Additionally, beyond contracts, we begin a weekly Listening Session next week where I and teacher leaders will be at our Brookline studio every Tuesday from 8-9pm. We warmly invite everyone— other studio owners, former or current employees, current students, managers and teachers—to join us to dialogue, share experiences, give feedback and critique us to help make us better. I am also happy to come to meet you wherever you are in MA. Do you run a small business? A yoga teacher trying to figure out a way to create a sustainable career? Labor activists? We want to hear from you. Are you a student who has great ideas to share or just want to give your opinion, please join us. Are you a studio owner doing wonderful things for your teachers, please share. Former employees who feel hurt, please allow me to learn from my mistakes and hear you. If you don't feel comfortable coming to Brookline, I'll come to you.

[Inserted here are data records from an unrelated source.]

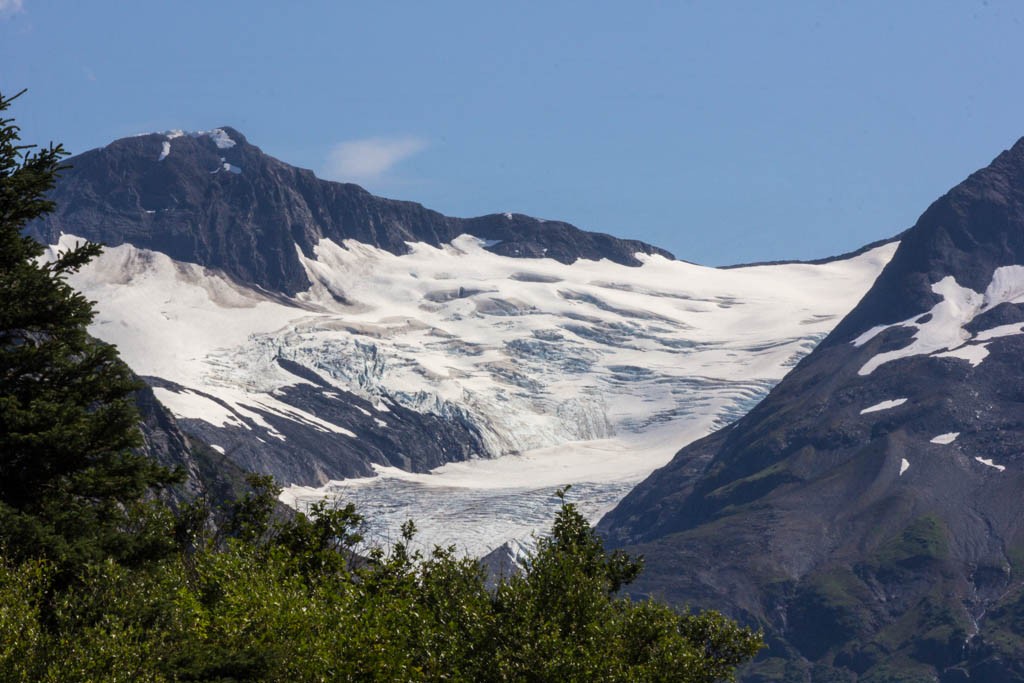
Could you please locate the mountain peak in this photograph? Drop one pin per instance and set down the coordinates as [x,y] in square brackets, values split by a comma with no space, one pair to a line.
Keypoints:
[884,470]
[967,235]
[213,199]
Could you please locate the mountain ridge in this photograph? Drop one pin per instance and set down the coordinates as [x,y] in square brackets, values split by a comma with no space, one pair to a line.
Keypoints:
[866,510]
[180,194]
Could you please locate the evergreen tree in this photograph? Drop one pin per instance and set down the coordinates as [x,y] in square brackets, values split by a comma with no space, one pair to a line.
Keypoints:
[70,483]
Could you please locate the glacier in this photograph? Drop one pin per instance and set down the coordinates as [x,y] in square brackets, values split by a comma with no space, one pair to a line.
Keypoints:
[590,374]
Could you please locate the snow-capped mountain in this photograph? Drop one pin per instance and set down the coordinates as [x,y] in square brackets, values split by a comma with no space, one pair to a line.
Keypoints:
[317,333]
[868,511]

It's no secret that in 18 years I have never responded to social media. Social media relies on a type of dialogue never intended to evolve true understanding or healing. As teachers, we all know that healing requires two people willing to actually talk and listen to each other. For those genuinely interested in communicating, healing, and reimagining better teacher-studio scenarios that will shape this industry, come and chat with us in our Listening Sessions. Alternatively, my personal cell phone is 617-833-0848 and my info is always available at the front desk. If this is really about your personal relationship with me, then I am happy to talk personally and make amends. But that cannot be through social media. Conflating my personal flaws with Down Under, however, is wrong and only hurts yoga teachers and the students that study with them. That is something neither my personal critics nor any one of us should abide.
I am not Down Under School of Yoga. Down Under is much bigger than one person. We have amazing teachers who have dedicated their lives to sharing their ideas about yoga. We have incredible management and staff that create the space for us to all concentrate on our practice. We have beautiful students who are old and young, strong and vibrant, intelligent and kind. Down Under has helped thousands of people find the beauty of yoga. I am proud of all the teachers, management, staff, and students that make Down Under a truly special place to teach and learn. As its leader, however, it is time I rise up and match their impeccable character. I have not always met that challenge. I look forward to creating this new world with you all and cannot wait to see your smiling faces again as we all start to gather again and welcome each other back to the studios. Many great things emerge from the simple act of acknowledging where we've been wrong. And in 18 years of helping to build this incredible community, I've seen time and time again how owning and apologizing for areas of ethical misalignment then births an evolution of something incredible. So in the most sincere way, I am indebted to and deeply grateful for all those who genuinely prompted this moment and change. Thank you for the courage to share your truth, how it impacted you, and why it needed to change.